Buccaneers quarterback Josh Freeman looked like one of the NFL’s rising stars in 2010, throwing 25 touchdown passes and six interceptions as the Bucs went 10-6. Then he looked like one of the NFL’s biggest disappointments in 2011, throwing 16 touchdown passes and 22 interceptions as the Bucs went 4-12. Freeman’s new coach Greg Schiano says his plan for getting Freeman back on track involves getting him to do less.
“Listening to Josh, I get the sense that he tried to make just a little bit too much happen,” Schiano said on NFL Network after the team opened its offseason program on Monday.
In Schiano’s view, Freeman is too hard on himself, and the new coaching staff will be tasked with making sure the whole offense works, and not simply focusing on getting Freeman back to form.
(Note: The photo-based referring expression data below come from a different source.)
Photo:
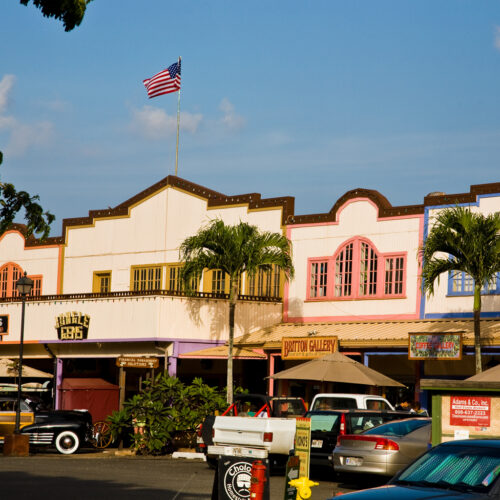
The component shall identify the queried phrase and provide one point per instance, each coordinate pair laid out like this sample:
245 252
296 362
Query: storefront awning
371 334
222 352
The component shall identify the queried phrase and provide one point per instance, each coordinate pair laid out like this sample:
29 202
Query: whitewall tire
67 442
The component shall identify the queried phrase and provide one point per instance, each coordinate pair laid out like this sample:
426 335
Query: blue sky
302 98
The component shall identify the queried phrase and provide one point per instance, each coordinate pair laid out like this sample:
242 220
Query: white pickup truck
255 437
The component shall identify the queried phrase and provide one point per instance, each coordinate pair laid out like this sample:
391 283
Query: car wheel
67 442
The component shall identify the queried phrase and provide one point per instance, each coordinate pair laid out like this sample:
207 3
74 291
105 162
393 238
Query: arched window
359 271
9 274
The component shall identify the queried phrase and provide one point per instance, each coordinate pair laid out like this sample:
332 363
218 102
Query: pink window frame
319 260
8 285
356 272
386 257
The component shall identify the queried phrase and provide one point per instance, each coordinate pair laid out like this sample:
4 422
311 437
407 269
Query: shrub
168 413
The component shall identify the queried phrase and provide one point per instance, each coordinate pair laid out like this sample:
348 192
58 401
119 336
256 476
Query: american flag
166 81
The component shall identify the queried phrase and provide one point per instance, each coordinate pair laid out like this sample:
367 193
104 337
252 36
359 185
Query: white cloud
21 136
230 119
6 84
155 123
497 37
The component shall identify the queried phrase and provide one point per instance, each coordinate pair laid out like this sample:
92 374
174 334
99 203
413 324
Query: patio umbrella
7 370
491 375
336 367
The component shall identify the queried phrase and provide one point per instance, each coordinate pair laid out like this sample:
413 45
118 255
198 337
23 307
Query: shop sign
470 411
4 323
435 346
233 478
72 326
308 347
137 362
303 444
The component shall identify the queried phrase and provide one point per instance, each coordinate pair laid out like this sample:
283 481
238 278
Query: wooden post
122 386
122 378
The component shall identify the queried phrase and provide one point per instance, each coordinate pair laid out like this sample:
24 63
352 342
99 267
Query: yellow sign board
303 445
308 347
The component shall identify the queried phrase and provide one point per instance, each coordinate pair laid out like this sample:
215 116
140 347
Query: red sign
470 410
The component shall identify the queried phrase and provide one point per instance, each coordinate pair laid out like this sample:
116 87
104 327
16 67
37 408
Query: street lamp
24 286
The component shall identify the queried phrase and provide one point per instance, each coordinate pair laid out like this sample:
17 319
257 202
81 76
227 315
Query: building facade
109 286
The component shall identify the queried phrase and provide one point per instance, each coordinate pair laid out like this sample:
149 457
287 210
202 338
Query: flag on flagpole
164 82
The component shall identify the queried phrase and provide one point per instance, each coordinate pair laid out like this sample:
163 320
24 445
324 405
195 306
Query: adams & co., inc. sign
72 326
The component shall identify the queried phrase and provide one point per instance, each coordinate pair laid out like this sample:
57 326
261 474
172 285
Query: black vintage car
67 430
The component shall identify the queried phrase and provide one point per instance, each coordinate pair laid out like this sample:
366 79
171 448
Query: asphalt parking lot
104 476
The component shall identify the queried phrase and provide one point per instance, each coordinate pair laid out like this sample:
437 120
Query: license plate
355 461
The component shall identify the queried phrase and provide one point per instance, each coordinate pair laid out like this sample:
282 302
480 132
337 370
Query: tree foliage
171 412
12 202
463 241
235 249
70 12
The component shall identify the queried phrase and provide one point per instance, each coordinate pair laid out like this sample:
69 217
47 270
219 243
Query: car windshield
323 423
455 467
334 403
401 428
288 407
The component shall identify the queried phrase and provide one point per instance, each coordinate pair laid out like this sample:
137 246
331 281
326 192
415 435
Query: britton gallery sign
308 347
72 326
435 346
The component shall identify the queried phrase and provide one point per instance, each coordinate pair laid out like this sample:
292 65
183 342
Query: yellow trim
146 266
97 278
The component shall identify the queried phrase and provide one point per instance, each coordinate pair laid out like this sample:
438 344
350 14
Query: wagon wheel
101 435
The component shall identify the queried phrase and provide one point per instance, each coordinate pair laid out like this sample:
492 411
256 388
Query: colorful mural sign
435 346
308 347
470 411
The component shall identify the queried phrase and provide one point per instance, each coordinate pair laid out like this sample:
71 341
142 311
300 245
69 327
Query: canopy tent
8 369
94 394
336 367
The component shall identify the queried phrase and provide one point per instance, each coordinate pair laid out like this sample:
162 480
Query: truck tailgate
251 431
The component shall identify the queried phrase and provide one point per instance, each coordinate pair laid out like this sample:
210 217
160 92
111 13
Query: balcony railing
141 293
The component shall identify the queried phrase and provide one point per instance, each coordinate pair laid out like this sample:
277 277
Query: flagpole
178 122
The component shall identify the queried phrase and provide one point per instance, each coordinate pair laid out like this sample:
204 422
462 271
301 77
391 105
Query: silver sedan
384 449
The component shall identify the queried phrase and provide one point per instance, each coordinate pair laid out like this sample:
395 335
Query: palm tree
471 244
235 250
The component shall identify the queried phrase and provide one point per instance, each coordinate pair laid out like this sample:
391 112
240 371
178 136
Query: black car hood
54 415
395 492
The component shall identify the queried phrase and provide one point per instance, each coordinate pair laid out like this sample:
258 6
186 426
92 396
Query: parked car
66 430
383 450
343 401
327 426
455 470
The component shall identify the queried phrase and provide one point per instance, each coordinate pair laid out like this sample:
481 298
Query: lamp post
24 286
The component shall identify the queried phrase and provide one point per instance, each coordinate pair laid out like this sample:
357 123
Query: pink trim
318 319
60 264
22 236
419 257
355 273
348 202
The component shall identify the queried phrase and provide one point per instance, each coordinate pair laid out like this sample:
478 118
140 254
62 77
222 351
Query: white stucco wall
151 234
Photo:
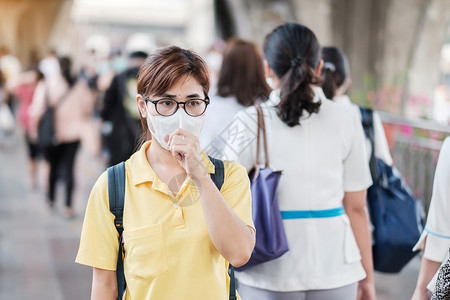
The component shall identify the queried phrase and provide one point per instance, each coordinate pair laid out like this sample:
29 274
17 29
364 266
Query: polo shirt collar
143 172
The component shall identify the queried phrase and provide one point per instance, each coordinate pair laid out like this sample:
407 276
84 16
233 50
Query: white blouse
321 159
437 229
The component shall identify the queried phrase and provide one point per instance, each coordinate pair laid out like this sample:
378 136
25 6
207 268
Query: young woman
319 146
435 239
336 81
241 83
180 231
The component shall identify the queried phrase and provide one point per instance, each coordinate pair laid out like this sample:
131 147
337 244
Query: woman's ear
319 68
141 105
267 70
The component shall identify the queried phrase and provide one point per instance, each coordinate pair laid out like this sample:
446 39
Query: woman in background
336 81
435 239
319 147
241 84
73 102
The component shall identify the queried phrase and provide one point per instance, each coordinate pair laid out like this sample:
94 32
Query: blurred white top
381 144
219 116
321 159
437 229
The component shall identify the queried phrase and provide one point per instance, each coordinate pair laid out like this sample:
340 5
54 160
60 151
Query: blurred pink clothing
24 92
74 106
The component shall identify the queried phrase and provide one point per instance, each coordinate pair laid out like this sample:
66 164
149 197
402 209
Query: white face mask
166 125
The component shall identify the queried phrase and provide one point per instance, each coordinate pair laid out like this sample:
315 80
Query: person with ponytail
319 147
335 83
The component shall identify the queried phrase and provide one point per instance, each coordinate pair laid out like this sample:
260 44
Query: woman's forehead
186 85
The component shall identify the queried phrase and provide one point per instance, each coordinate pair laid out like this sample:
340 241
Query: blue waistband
308 214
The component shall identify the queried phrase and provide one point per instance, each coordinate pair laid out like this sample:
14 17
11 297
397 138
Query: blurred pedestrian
73 104
241 83
24 91
180 231
319 147
336 82
10 67
435 239
121 126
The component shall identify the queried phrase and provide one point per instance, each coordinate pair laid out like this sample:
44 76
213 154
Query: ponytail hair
335 70
292 52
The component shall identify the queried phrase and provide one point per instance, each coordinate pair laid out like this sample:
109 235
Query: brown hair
163 68
242 73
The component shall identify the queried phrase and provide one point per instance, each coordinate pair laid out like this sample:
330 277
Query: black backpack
116 191
397 216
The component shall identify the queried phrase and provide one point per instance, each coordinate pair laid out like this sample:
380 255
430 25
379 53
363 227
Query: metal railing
415 146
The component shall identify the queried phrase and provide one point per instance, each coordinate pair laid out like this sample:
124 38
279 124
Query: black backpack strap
116 192
218 177
367 123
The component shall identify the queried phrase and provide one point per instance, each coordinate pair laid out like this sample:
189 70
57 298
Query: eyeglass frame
155 102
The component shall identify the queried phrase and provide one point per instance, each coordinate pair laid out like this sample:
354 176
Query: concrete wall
392 45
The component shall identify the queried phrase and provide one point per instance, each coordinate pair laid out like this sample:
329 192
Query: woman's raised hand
186 149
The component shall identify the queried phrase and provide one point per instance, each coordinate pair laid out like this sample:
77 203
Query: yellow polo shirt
168 251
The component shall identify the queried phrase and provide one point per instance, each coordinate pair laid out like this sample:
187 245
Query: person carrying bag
271 240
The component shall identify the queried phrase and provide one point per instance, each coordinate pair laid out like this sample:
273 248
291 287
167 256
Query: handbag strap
261 128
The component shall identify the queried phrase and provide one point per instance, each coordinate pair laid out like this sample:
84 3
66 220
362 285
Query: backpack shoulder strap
116 192
367 123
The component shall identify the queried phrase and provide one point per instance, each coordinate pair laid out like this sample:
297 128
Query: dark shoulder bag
271 241
397 216
116 191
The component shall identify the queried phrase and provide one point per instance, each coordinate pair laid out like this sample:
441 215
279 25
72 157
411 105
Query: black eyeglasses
167 106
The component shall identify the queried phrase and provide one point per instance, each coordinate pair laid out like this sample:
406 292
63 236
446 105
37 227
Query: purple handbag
271 240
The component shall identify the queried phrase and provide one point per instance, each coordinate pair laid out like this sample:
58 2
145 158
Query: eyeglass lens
193 107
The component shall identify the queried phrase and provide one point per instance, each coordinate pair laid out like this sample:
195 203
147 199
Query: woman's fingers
185 136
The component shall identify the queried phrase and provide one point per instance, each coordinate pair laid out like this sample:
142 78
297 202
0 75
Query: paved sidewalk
38 248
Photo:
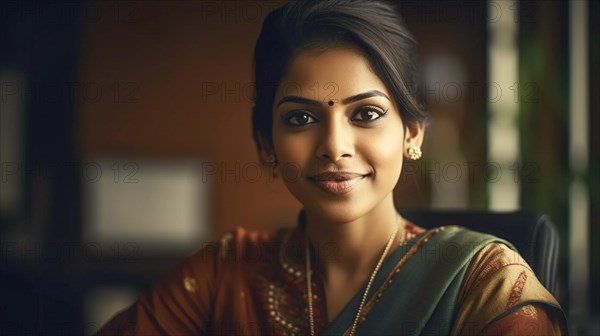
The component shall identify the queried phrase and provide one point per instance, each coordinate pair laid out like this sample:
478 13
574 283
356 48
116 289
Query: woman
337 103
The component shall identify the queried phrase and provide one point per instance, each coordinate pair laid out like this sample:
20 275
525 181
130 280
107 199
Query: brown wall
160 67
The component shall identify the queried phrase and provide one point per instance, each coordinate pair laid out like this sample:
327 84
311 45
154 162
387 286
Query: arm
500 295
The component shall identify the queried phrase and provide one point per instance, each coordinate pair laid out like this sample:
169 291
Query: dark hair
373 27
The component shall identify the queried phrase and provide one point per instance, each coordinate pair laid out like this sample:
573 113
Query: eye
298 118
368 114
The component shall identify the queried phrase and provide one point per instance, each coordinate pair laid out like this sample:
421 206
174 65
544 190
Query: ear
413 136
265 148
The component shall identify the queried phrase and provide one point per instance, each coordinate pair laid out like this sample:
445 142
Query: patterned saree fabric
445 281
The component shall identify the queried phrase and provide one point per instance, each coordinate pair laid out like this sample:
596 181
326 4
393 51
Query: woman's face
337 134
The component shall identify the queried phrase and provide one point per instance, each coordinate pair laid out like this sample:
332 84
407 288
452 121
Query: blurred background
126 144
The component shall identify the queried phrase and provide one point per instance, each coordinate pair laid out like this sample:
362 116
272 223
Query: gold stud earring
414 153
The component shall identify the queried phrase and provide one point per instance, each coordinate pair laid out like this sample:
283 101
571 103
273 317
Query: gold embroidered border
413 250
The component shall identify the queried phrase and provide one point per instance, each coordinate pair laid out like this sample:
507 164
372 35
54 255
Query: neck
351 248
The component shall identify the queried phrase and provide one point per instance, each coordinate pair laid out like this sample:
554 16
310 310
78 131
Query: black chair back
533 234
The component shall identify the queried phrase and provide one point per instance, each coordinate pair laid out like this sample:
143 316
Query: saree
445 281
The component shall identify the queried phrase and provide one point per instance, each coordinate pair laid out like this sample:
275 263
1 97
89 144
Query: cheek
291 148
385 150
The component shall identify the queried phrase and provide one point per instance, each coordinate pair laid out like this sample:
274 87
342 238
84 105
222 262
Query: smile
337 183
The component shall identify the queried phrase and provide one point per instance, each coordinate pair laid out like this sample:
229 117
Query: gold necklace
365 294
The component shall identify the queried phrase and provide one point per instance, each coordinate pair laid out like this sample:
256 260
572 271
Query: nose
336 141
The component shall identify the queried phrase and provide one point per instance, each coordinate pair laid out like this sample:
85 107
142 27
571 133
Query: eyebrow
345 101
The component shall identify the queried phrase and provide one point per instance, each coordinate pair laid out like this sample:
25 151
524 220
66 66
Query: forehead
334 73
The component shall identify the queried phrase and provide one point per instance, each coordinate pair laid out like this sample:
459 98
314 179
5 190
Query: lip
337 183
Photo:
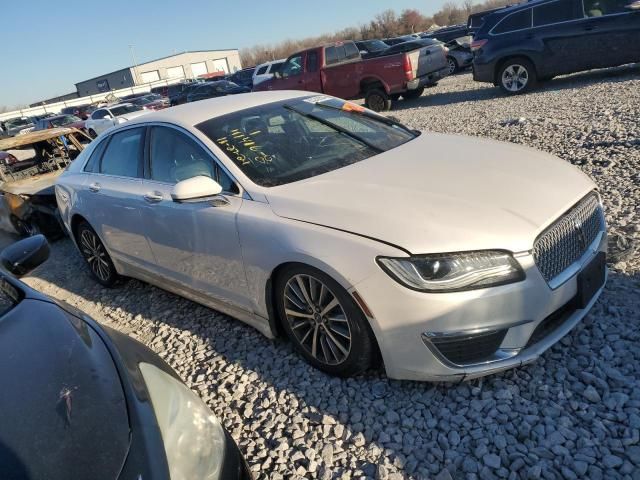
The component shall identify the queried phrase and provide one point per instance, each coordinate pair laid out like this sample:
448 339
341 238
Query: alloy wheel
95 254
317 319
515 78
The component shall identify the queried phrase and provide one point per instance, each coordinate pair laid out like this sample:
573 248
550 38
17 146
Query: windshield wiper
377 118
338 128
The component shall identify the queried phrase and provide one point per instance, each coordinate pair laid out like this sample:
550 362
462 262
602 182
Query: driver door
195 245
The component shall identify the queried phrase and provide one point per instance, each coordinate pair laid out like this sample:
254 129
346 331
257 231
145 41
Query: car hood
64 412
440 193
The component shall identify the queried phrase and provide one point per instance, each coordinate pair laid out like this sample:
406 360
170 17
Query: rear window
122 156
515 21
287 141
556 12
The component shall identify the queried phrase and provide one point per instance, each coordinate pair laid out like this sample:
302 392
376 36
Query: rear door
113 196
342 70
612 28
558 25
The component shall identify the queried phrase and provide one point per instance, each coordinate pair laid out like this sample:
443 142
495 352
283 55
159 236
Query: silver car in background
446 257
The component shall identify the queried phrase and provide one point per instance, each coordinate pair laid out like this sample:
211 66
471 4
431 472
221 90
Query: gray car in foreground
303 215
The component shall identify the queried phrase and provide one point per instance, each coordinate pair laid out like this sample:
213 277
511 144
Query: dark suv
517 46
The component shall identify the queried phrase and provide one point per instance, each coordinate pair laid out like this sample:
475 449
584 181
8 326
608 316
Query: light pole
135 64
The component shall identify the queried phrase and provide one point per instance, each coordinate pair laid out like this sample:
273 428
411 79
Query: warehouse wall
190 61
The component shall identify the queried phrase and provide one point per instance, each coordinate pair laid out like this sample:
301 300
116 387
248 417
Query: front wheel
377 100
96 256
323 322
517 76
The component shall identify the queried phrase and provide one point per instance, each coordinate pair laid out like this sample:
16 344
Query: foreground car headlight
452 272
194 440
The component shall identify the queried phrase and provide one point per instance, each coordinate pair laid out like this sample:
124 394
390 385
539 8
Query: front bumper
428 79
518 310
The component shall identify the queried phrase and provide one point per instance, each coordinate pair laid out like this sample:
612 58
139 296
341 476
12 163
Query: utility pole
135 65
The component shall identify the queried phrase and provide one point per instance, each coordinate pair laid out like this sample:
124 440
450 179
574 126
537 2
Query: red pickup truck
339 70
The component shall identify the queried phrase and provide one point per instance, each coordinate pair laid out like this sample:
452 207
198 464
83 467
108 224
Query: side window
515 21
93 165
174 157
293 66
352 51
330 55
122 155
556 12
312 62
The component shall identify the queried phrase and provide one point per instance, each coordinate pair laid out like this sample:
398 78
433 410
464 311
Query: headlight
451 272
194 440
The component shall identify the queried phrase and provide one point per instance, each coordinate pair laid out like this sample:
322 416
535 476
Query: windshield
291 140
122 109
66 120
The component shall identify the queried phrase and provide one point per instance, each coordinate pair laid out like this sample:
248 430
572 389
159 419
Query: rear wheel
96 256
413 94
377 100
323 322
517 76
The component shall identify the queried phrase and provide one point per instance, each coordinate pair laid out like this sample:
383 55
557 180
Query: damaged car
81 400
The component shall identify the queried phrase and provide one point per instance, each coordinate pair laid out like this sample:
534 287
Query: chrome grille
568 238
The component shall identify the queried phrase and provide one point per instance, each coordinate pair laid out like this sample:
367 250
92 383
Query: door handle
153 197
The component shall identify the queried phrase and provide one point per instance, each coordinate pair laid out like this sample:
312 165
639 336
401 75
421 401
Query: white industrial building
190 64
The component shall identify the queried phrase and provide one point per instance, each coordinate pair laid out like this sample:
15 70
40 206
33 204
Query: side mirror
195 189
23 256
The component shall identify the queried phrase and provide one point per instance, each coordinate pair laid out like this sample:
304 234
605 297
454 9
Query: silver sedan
444 257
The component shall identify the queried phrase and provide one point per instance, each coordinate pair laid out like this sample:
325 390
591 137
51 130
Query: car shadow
483 91
405 421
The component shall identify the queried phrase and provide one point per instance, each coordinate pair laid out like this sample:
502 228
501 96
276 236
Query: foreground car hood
440 193
63 409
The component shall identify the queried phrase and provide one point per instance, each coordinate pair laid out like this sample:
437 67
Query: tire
516 76
413 94
376 99
92 250
25 228
453 65
344 342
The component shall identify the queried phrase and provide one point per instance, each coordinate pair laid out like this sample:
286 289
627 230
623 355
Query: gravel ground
575 413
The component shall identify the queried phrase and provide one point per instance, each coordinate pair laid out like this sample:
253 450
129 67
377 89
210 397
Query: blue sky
94 36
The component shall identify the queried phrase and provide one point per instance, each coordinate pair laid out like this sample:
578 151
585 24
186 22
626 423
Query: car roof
197 112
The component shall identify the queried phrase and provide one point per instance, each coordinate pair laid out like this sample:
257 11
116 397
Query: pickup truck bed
339 70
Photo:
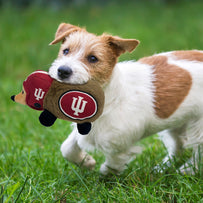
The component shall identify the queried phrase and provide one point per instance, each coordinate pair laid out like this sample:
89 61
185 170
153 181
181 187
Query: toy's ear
63 31
20 98
120 45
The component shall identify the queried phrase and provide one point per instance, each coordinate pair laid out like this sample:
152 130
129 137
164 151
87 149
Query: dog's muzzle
64 72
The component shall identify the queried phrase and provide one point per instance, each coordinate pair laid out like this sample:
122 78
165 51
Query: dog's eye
65 51
92 59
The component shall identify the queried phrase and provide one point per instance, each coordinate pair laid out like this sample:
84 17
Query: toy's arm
84 128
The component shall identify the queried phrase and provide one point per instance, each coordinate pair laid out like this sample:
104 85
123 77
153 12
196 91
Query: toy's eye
66 51
92 59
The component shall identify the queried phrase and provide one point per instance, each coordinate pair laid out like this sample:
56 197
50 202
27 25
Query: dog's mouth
69 71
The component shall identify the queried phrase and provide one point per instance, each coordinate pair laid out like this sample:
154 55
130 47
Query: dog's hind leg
73 153
173 141
195 140
116 163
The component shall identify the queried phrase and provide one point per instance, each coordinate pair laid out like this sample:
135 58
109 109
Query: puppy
161 93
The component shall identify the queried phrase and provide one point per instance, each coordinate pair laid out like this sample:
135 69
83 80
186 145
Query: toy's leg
73 153
117 163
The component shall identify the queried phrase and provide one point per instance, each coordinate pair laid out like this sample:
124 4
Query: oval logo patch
78 105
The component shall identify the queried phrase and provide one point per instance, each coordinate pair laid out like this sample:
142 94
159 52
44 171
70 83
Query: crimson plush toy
82 104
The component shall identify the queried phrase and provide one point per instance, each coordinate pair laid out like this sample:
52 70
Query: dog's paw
88 162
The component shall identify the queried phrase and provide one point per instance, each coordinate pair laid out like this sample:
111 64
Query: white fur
129 115
80 74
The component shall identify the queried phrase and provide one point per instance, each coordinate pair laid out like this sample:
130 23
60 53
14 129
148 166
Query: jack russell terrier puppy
161 93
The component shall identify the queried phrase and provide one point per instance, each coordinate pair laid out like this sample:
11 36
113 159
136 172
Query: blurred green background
30 158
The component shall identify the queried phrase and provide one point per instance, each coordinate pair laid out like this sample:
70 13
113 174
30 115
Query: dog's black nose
13 97
64 72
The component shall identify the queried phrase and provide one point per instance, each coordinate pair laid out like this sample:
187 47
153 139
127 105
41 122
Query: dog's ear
63 31
121 45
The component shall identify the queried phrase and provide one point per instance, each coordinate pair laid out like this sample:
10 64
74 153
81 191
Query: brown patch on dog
189 55
172 85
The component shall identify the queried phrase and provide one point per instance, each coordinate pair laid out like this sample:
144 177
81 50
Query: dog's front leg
116 163
73 153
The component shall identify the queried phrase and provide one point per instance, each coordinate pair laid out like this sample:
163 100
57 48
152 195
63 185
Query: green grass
31 166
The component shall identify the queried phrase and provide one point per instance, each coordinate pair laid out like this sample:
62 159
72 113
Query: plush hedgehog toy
82 104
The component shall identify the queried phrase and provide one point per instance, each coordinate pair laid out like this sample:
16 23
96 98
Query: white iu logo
77 107
39 94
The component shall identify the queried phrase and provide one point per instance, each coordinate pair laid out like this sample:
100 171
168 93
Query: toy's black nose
13 97
64 72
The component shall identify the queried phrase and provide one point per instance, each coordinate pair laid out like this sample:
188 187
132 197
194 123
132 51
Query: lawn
32 168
“I don’t think that’s fair — I think that’s a guy that’s putting the brunt of the blame on his own shoulders,” Schiano said. “There were a lot of breakdowns, things that he had no control over. At the end of the day, we’re going to start from scratch. We have a new system, new coaches, new people, and we’re just going to try to build from ground zero, build it up and see where we can go with it.”
A big part of that offensive improvement will be a better running game, which might include drafting Alabama’s Trent Richardson. But Schiano also spoke highly of running back LeGarrette Blount, even though he had put Blount on notice about fumbling, and even though Blount chose not to attend the first day of the Bucs’ voluntary offseason program.
Ultimately, Schiano said, Monday’s first team meeting was about making sure the players know what their new coach expects of them.
“We’re just trying to get them to understand what we expect,” Schiano said. “Most frustration comes from people not being clear what the expectations are.”
And Schiano expects Freeman to get better without trying to do too much.